Part 2: Three Additional Steps

Graphics

Overview
Review
Format
Graphics

Goal

Rationale

A picture is worth a thousand words. Or so the saying goes. Complex relationships, such as those found in a computer program, an industrial process, or almost any system, are usually easier to comprehend if displayed visually. The same is true for statistical information and other numeric data.

Graphics often make a stronger impact on readers than words. Readers stop reading, look at the illustration, and frequently remember it better than the accompanying text. Consequently, any document that presents complex or technical information should utilize graphics.

Nevertheless, you need to ask: if a picture is worth a thousand words, is the tradeoff a bargain? True, graphics are much easier to produce today than they were just a few years ago. Even microcomputers offer graphics packages that can produce images acceptable for most publications. However, graphics don't come for free. They still cost dollars to produce and print, and they cost time for readers to look at them and figure out what they represent. And if you use too many, they lose their impact.
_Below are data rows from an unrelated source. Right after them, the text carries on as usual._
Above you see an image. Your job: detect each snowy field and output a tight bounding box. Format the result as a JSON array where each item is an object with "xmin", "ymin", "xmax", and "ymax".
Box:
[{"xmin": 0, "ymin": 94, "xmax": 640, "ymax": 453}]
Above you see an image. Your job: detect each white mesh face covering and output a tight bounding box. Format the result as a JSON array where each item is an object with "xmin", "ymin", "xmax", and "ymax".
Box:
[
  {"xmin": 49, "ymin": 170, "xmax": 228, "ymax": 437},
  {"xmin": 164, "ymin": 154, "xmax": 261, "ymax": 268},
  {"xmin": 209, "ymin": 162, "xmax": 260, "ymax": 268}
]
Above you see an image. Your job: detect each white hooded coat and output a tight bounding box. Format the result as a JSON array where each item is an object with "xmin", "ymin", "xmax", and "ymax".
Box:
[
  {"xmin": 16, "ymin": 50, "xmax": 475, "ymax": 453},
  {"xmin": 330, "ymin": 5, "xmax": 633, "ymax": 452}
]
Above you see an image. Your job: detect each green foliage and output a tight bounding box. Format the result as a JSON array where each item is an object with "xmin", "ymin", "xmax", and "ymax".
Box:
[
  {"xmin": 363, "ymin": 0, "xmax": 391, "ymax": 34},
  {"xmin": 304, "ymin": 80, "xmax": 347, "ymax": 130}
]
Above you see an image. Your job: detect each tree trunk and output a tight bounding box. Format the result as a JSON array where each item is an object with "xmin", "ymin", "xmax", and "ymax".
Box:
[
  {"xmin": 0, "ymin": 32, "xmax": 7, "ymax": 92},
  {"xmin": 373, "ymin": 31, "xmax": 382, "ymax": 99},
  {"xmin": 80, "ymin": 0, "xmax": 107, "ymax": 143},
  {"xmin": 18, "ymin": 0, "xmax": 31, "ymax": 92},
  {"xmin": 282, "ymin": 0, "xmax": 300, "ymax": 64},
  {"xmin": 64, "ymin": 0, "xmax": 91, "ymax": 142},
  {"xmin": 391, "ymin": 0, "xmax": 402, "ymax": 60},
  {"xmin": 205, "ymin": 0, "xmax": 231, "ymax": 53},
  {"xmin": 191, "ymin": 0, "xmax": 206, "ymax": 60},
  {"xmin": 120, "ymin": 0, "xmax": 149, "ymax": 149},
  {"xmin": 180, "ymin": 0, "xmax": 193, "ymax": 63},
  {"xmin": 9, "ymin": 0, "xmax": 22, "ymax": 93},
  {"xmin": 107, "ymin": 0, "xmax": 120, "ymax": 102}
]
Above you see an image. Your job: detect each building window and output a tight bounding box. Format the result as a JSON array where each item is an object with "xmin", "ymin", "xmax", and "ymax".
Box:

So, use graphics, but use them carefully and deliberately.

Product

Procedure

Comments

As you plan your document, particularly while developing your Tree, think about how best to convey the information or idea associated with each node. Can it best be understood when explained in words? Or could a picture or graphic do a better job? Or perhaps a combination of the two?

Also think about the strength of impression you want to make. A graphic image can often be recalled long after the associated explanation has been forgotten. For a point you want to make especially memorable, consider using a graphic.

A key issue, then, is how to decide when to use words and when to use graphics. We know no hard and fast rule, but we suggest this guideline: use a graphic when it is cost-effective.

Graphics have three kinds of costs associated with them. The first, and in most cases the least important, is the dollar costs of producing and printing them. They often require artwork by a skilled technician and/or special computer graphic equipment. They require layout, either manual or electronic, and they often extend the page count for printing. So, weigh these actual costs against the benefits they offer.

The second cost is your time and effort. Whether you have access to a graphics art department or a graphic system, you will spend time sketching the graphic, explaining it, reviewing proofs, or perhaps you will produce the graphic yourself using computer tools. Either approach will require your involvement in the process.

But the most important costs are your readers' time and attention. When readers encounter a graphic or reference to a graphic in your document, they must interrupt their reading and the flow of ideas you are presenting to look at the graphic. They must orient themselves to it to see what it is all about, what the symbols represent, how they are related to one another. They must then draw the inferences you intend. When they are through looking at the graphic, they must find their place in the document, re-establish the context of ideas, and resume reading. All of which takes time and effort.

These costs -- dollars, your time, and your readers' time -- should not suggest that you avoid graphics or even necessarily reduce the number you include. They simply suggest that you think about whether the idea is sufficiently complex and/or important for the investment. In most cases, the answer will probably be yes. But ask the question and don't waste your time or your readers' with graphical presentations of simple ideas that could be expressed more efficiently in words.